Abbreviated Course of Radiation Therapy in Older Patients With Glioblastoma Multiforme: A Prospective Randomized Clinical Trial

PURPOSE To prospectively compare standard radiation therapy (RT) with an abbreviated course of RT in older patients with glioblastoma multiforme (GBM). PATIENTS AND METHODS One hundred patients with GBM, age 60 years or older, were randomly assigned after surgery to receive either standard RT (60 Gy in 30 fractions over 6 weeks) or a shorter course of RT (40 Gy in 15 fractions over 3 weeks). The primary end point was overall survival. The secondary end points were proportionate survival at 6 months, health-related quality of life (HRQoL), and corticosteroid requirement. HRQoL was assessed using the Karnofsky performance status (KPS) and Functional Assessment of Cancer Therapy-Brain (FACT-Br). RESULTS All patients had died at the time of analysis.
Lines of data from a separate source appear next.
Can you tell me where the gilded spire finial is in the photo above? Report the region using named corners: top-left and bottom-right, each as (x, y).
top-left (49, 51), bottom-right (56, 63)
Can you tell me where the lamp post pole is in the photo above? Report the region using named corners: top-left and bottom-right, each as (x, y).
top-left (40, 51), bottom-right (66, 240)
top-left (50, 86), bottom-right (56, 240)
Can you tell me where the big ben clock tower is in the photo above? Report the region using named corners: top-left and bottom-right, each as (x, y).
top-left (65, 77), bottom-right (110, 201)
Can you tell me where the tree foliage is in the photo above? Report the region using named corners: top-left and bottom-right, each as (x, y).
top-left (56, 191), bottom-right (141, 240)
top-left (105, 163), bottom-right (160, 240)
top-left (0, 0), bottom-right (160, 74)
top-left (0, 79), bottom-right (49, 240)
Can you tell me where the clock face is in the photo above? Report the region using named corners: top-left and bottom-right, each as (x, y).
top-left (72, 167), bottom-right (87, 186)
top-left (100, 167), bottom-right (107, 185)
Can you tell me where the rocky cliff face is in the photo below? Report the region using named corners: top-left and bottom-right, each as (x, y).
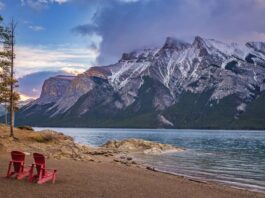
top-left (14, 37), bottom-right (265, 128)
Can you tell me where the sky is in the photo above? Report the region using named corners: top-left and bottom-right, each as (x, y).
top-left (0, 0), bottom-right (265, 99)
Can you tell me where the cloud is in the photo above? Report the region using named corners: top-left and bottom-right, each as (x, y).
top-left (73, 0), bottom-right (265, 64)
top-left (29, 25), bottom-right (45, 32)
top-left (15, 45), bottom-right (99, 77)
top-left (20, 0), bottom-right (70, 10)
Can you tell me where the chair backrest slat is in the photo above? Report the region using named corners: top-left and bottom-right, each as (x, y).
top-left (11, 151), bottom-right (25, 172)
top-left (33, 153), bottom-right (46, 175)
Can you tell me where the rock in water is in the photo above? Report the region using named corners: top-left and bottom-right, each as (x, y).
top-left (102, 139), bottom-right (184, 154)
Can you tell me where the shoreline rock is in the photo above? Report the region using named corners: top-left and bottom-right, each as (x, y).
top-left (102, 139), bottom-right (184, 154)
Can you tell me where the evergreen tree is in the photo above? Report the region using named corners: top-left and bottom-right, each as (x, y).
top-left (0, 17), bottom-right (19, 137)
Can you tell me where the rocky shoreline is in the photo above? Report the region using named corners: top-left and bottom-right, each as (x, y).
top-left (0, 125), bottom-right (183, 166)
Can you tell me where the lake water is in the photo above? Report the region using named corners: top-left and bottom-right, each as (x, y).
top-left (35, 128), bottom-right (265, 192)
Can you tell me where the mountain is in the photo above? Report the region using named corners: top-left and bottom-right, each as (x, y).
top-left (12, 36), bottom-right (265, 129)
top-left (18, 71), bottom-right (70, 98)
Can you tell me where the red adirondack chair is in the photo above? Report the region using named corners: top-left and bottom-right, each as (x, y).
top-left (6, 151), bottom-right (30, 179)
top-left (29, 153), bottom-right (57, 184)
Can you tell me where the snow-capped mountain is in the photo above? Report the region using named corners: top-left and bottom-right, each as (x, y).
top-left (13, 37), bottom-right (265, 128)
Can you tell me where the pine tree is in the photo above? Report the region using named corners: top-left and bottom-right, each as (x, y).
top-left (0, 17), bottom-right (19, 137)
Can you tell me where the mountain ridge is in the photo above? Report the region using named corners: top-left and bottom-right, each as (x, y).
top-left (10, 36), bottom-right (265, 129)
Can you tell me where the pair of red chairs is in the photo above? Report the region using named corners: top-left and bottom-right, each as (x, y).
top-left (6, 151), bottom-right (57, 184)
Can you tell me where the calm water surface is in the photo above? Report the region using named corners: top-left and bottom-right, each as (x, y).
top-left (36, 128), bottom-right (265, 192)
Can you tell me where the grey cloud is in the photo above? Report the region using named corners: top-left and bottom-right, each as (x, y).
top-left (73, 0), bottom-right (265, 64)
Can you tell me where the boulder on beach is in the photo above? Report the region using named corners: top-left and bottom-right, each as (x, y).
top-left (102, 139), bottom-right (184, 154)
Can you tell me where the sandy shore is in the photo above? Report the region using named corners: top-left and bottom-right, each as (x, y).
top-left (0, 152), bottom-right (265, 198)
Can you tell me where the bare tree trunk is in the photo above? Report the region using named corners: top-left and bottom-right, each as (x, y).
top-left (5, 102), bottom-right (8, 125)
top-left (10, 19), bottom-right (16, 137)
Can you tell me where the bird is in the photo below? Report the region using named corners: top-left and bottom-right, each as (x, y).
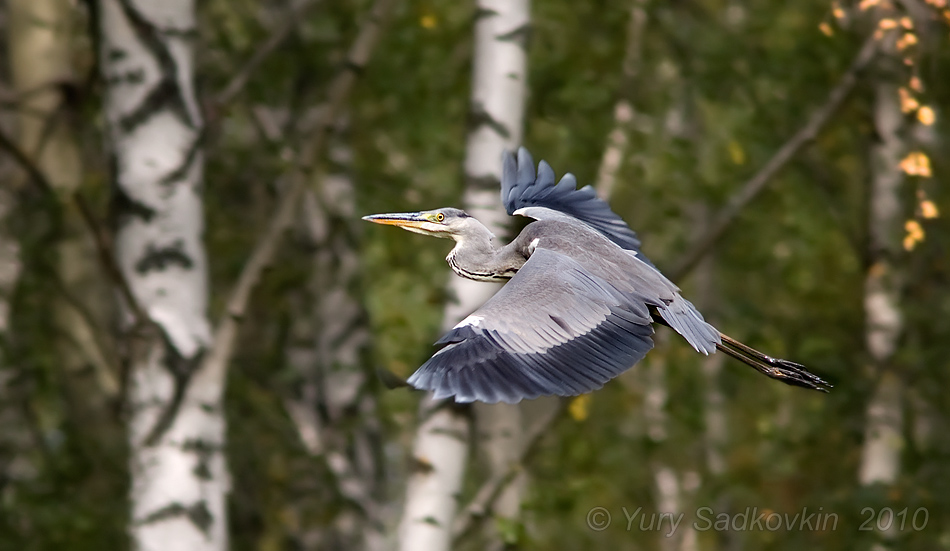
top-left (363, 147), bottom-right (831, 403)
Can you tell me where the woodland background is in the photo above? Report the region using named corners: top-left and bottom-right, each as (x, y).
top-left (0, 0), bottom-right (950, 550)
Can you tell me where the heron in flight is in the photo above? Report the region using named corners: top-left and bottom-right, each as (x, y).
top-left (363, 148), bottom-right (831, 403)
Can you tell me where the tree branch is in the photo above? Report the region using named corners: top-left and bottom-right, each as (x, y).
top-left (214, 0), bottom-right (321, 107)
top-left (0, 124), bottom-right (54, 194)
top-left (669, 36), bottom-right (879, 281)
top-left (189, 0), bottom-right (397, 402)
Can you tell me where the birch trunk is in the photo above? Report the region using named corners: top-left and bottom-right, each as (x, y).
top-left (286, 136), bottom-right (386, 550)
top-left (858, 62), bottom-right (906, 485)
top-left (399, 0), bottom-right (529, 551)
top-left (98, 0), bottom-right (229, 551)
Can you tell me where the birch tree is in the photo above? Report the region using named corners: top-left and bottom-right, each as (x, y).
top-left (98, 0), bottom-right (229, 550)
top-left (399, 0), bottom-right (529, 551)
top-left (858, 15), bottom-right (907, 512)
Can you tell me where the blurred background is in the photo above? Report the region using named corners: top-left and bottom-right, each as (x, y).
top-left (0, 0), bottom-right (950, 550)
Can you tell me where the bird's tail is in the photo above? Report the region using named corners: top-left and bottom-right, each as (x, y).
top-left (716, 333), bottom-right (832, 392)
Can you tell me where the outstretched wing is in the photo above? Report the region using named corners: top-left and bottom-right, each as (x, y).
top-left (501, 147), bottom-right (640, 251)
top-left (408, 249), bottom-right (664, 403)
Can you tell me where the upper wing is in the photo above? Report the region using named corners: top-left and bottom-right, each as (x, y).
top-left (408, 248), bottom-right (664, 403)
top-left (501, 147), bottom-right (640, 251)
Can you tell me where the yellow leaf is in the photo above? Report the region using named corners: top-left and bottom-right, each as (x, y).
top-left (897, 33), bottom-right (917, 50)
top-left (567, 394), bottom-right (590, 421)
top-left (920, 199), bottom-right (940, 219)
top-left (917, 105), bottom-right (937, 126)
top-left (900, 151), bottom-right (932, 178)
top-left (904, 235), bottom-right (917, 251)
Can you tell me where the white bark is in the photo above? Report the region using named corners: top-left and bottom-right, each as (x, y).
top-left (858, 73), bottom-right (906, 485)
top-left (99, 0), bottom-right (229, 550)
top-left (399, 0), bottom-right (529, 551)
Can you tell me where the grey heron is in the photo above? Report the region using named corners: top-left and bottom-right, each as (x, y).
top-left (363, 148), bottom-right (831, 403)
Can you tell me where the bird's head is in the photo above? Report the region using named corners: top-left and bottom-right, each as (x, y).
top-left (363, 207), bottom-right (484, 241)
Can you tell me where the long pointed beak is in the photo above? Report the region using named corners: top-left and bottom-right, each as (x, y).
top-left (363, 212), bottom-right (431, 228)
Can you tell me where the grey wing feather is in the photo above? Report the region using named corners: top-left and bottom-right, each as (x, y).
top-left (501, 147), bottom-right (640, 251)
top-left (408, 249), bottom-right (656, 403)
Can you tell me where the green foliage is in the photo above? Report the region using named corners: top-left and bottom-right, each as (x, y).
top-left (0, 0), bottom-right (950, 550)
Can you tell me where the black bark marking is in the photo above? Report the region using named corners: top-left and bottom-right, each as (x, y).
top-left (468, 101), bottom-right (511, 138)
top-left (135, 239), bottom-right (195, 275)
top-left (495, 23), bottom-right (531, 49)
top-left (106, 69), bottom-right (145, 86)
top-left (113, 0), bottom-right (200, 132)
top-left (136, 499), bottom-right (214, 536)
top-left (119, 76), bottom-right (180, 133)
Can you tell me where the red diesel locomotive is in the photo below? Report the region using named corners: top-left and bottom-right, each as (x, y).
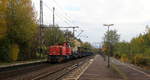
top-left (48, 42), bottom-right (72, 62)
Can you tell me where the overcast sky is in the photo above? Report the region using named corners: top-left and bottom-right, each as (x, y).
top-left (32, 0), bottom-right (150, 43)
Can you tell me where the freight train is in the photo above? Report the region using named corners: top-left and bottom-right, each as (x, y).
top-left (47, 42), bottom-right (93, 62)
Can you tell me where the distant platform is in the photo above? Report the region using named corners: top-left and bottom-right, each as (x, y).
top-left (79, 55), bottom-right (123, 80)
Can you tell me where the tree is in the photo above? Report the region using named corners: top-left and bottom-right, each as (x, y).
top-left (44, 27), bottom-right (65, 46)
top-left (0, 0), bottom-right (37, 60)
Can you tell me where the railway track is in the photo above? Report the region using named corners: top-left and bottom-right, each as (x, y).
top-left (32, 59), bottom-right (87, 80)
top-left (0, 57), bottom-right (94, 80)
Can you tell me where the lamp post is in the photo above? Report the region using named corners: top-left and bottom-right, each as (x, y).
top-left (103, 24), bottom-right (114, 68)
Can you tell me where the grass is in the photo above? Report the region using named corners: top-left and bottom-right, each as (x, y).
top-left (0, 59), bottom-right (46, 66)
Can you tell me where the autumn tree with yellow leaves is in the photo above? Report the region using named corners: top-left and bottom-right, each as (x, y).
top-left (0, 0), bottom-right (37, 61)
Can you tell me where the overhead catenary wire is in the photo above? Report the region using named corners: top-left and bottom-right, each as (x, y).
top-left (44, 3), bottom-right (72, 25)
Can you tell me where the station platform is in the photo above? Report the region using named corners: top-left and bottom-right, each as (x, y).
top-left (78, 55), bottom-right (123, 80)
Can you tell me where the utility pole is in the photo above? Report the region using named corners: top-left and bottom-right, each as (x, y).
top-left (53, 7), bottom-right (55, 27)
top-left (103, 24), bottom-right (114, 68)
top-left (39, 0), bottom-right (43, 55)
top-left (40, 0), bottom-right (43, 27)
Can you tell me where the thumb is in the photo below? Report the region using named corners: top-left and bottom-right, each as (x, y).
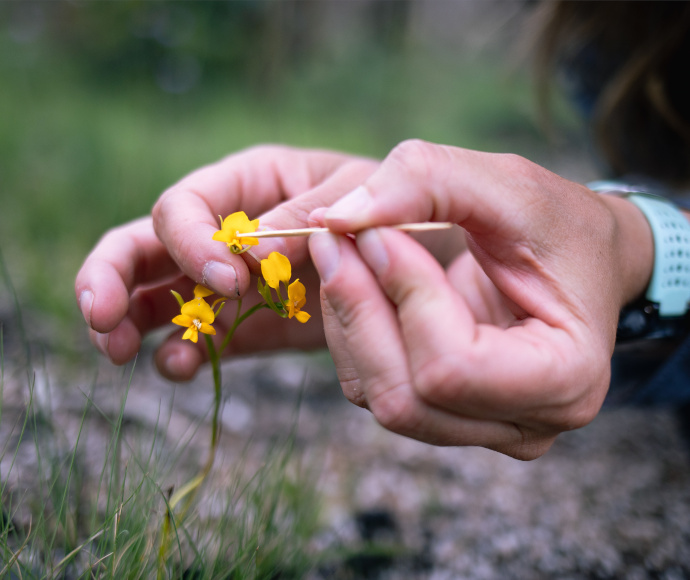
top-left (324, 140), bottom-right (568, 240)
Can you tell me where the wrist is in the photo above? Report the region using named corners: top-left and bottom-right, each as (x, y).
top-left (601, 192), bottom-right (654, 308)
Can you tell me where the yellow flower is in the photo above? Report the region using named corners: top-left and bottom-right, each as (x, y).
top-left (194, 284), bottom-right (213, 298)
top-left (213, 211), bottom-right (259, 254)
top-left (172, 300), bottom-right (216, 342)
top-left (286, 278), bottom-right (311, 323)
top-left (261, 252), bottom-right (292, 290)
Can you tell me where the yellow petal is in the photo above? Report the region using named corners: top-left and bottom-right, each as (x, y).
top-left (182, 325), bottom-right (199, 342)
top-left (213, 211), bottom-right (259, 250)
top-left (295, 310), bottom-right (311, 324)
top-left (213, 230), bottom-right (234, 242)
top-left (181, 298), bottom-right (216, 324)
top-left (172, 314), bottom-right (194, 326)
top-left (194, 284), bottom-right (213, 298)
top-left (199, 322), bottom-right (216, 335)
top-left (261, 252), bottom-right (292, 290)
top-left (288, 278), bottom-right (307, 308)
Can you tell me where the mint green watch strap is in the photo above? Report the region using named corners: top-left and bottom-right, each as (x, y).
top-left (626, 193), bottom-right (690, 316)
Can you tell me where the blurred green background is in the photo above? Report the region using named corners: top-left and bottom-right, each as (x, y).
top-left (0, 0), bottom-right (580, 328)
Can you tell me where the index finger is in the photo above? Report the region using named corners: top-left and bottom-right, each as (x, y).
top-left (74, 217), bottom-right (178, 333)
top-left (153, 146), bottom-right (366, 297)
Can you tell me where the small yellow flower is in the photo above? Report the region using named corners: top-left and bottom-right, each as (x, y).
top-left (286, 278), bottom-right (311, 323)
top-left (261, 252), bottom-right (292, 290)
top-left (213, 211), bottom-right (259, 254)
top-left (172, 296), bottom-right (216, 342)
top-left (194, 284), bottom-right (213, 298)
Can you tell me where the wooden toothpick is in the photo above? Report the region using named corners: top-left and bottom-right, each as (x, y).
top-left (236, 222), bottom-right (453, 238)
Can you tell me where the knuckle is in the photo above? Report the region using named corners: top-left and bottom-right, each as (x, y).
top-left (388, 139), bottom-right (442, 179)
top-left (368, 383), bottom-right (419, 433)
top-left (414, 353), bottom-right (462, 404)
top-left (497, 153), bottom-right (541, 177)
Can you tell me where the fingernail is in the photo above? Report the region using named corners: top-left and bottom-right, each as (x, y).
top-left (309, 234), bottom-right (340, 284)
top-left (201, 262), bottom-right (238, 296)
top-left (357, 229), bottom-right (390, 276)
top-left (95, 333), bottom-right (110, 356)
top-left (307, 207), bottom-right (328, 228)
top-left (326, 185), bottom-right (372, 221)
top-left (79, 290), bottom-right (93, 326)
top-left (247, 227), bottom-right (287, 262)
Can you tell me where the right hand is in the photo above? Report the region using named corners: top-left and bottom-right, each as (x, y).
top-left (75, 146), bottom-right (378, 380)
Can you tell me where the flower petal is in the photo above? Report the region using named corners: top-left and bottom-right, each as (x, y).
top-left (194, 284), bottom-right (213, 298)
top-left (172, 314), bottom-right (194, 326)
top-left (181, 298), bottom-right (216, 324)
top-left (295, 310), bottom-right (311, 324)
top-left (261, 252), bottom-right (292, 290)
top-left (199, 322), bottom-right (216, 335)
top-left (182, 325), bottom-right (199, 342)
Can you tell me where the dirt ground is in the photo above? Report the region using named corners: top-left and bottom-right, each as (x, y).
top-left (5, 328), bottom-right (690, 580)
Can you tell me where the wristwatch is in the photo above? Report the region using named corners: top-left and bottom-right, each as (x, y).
top-left (588, 182), bottom-right (690, 342)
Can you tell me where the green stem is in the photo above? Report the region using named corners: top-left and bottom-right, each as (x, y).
top-left (158, 299), bottom-right (268, 579)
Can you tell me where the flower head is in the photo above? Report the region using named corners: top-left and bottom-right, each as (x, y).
top-left (172, 284), bottom-right (220, 342)
top-left (213, 211), bottom-right (259, 254)
top-left (286, 278), bottom-right (311, 323)
top-left (261, 252), bottom-right (292, 290)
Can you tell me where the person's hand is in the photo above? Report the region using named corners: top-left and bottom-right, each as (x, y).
top-left (75, 146), bottom-right (377, 380)
top-left (309, 141), bottom-right (652, 459)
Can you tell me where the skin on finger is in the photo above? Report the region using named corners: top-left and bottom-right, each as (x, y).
top-left (155, 267), bottom-right (326, 381)
top-left (309, 234), bottom-right (552, 458)
top-left (75, 218), bottom-right (177, 333)
top-left (243, 158), bottom-right (379, 274)
top-left (357, 228), bottom-right (608, 430)
top-left (153, 146), bottom-right (374, 296)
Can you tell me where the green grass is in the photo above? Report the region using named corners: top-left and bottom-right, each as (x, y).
top-left (0, 334), bottom-right (318, 580)
top-left (0, 28), bottom-right (552, 321)
top-left (0, 13), bottom-right (580, 579)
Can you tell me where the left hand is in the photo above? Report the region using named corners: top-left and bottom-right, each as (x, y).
top-left (310, 141), bottom-right (652, 459)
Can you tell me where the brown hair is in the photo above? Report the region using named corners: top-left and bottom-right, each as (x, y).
top-left (536, 0), bottom-right (690, 186)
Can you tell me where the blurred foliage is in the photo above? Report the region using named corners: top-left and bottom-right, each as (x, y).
top-left (0, 0), bottom-right (572, 334)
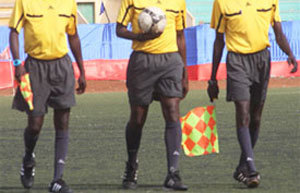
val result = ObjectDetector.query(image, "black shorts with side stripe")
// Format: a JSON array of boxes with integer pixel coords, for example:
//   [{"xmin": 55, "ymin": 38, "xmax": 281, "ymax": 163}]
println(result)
[
  {"xmin": 226, "ymin": 48, "xmax": 271, "ymax": 103},
  {"xmin": 12, "ymin": 55, "xmax": 76, "ymax": 116},
  {"xmin": 126, "ymin": 51, "xmax": 184, "ymax": 106}
]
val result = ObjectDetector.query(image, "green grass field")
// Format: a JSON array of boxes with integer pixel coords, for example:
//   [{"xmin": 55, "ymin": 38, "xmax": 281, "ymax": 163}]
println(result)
[{"xmin": 0, "ymin": 88, "xmax": 300, "ymax": 193}]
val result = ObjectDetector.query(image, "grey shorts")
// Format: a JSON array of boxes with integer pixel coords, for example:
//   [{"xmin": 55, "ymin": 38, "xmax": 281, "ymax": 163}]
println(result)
[
  {"xmin": 12, "ymin": 55, "xmax": 76, "ymax": 116},
  {"xmin": 126, "ymin": 51, "xmax": 184, "ymax": 105},
  {"xmin": 226, "ymin": 49, "xmax": 271, "ymax": 103}
]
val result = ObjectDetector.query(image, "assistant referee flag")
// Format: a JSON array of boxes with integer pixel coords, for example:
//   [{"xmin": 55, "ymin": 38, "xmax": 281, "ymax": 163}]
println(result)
[{"xmin": 180, "ymin": 106, "xmax": 219, "ymax": 156}]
Overall survival times measured from randomization were similar at 5.1 months for standard RT versus 5.6 months for the shorter course (log-rank test, P =.57). The survival probabilities at 6 months were also similar at 44.7% for standard RT versus 41.7% for the shorter course (lower-bound 95% CI, -13.7). KPS scores varied markedly but were not significantly different between the two groups (Wilcoxon test, P =.63). Low completion rates of the FACT-Br (45%) precluded meaningful comparisons between the two groups. Of patients completing RT as planned, 49% of patients (standard RT) versus 23% required an increase in posttreatment corticosteroid dosage (chi(2) test, P =.02). CONCLUSION There is no difference in survival between patients receiving standard RT or short-course RT. In view of the similar KPS scores, decreased increment in corticosteroid requirement, and reduced treatment time, the abbreviated course of RT seems to be a reasonable treatment option for older patients with GBM.

Computed tomographic angiography versus digital subtraction angiography for the diagnosis and early treatment of ruptured intracranial aneurysms.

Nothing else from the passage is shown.